Maas spoke of a "happy ending to an involuntarily long journey," alongside his Italian counterpart Enzo Moavero and Italian Culture Minister Alberto Bonisoli. The German diplomat also emphasized the "deep friendship between Germany and Italys that has grown over many years."

Uffizi Director Eike Schmidt, who is also German, thanked Maas for his "constant, sometimes spectacular plea for the return of this artwork."

"Vase of Flowers" had been in the Uffizi for more than a century at the time the Wehrmacht soldier stole it during the Allied invasion of Italy.

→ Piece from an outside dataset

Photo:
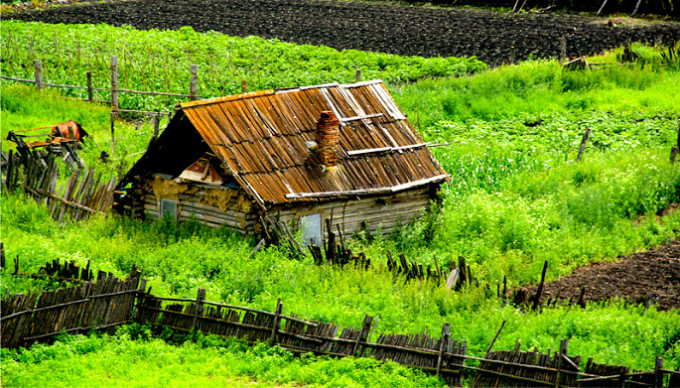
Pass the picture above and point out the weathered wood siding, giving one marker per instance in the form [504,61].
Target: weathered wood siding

It was lost for decades until the soldier's descendants tried to sell it through a London auction house in the 1990s.

Schmidt launched an appeal to have the painting returned to the gallery in January, hanging a reproduction in the museum marked with the word "stolen" in Italian, German, and English.

At the time, the gallery director said that the theft showed "the wounds of the Second World War and Nazi terror are not yet healed ... Germany has a moral duty to return the works to our museum and I hope this will be done as soon as possible, along with every other work of art looted by the Nazi army."

While much of the art plundered by Nazis has been returned, every few years new troves are discovered, bringing up old debates over provenance and ownership.

In 2012, one of the most famous troves was discovered in the Munich home of the late Cornelius Gurlitt. The collection included more than 1,000 pieces of artwork, many of which had been looted and then sold to his art dealer father, Hildebrand Gurlitt.

The collection, which includes work by Marc Chagall, Claude Monet, Henri Matisse, August Rodin, and many other famous artists, has now been accepted by the Museum of Fine Arts Bern, in Switzerland.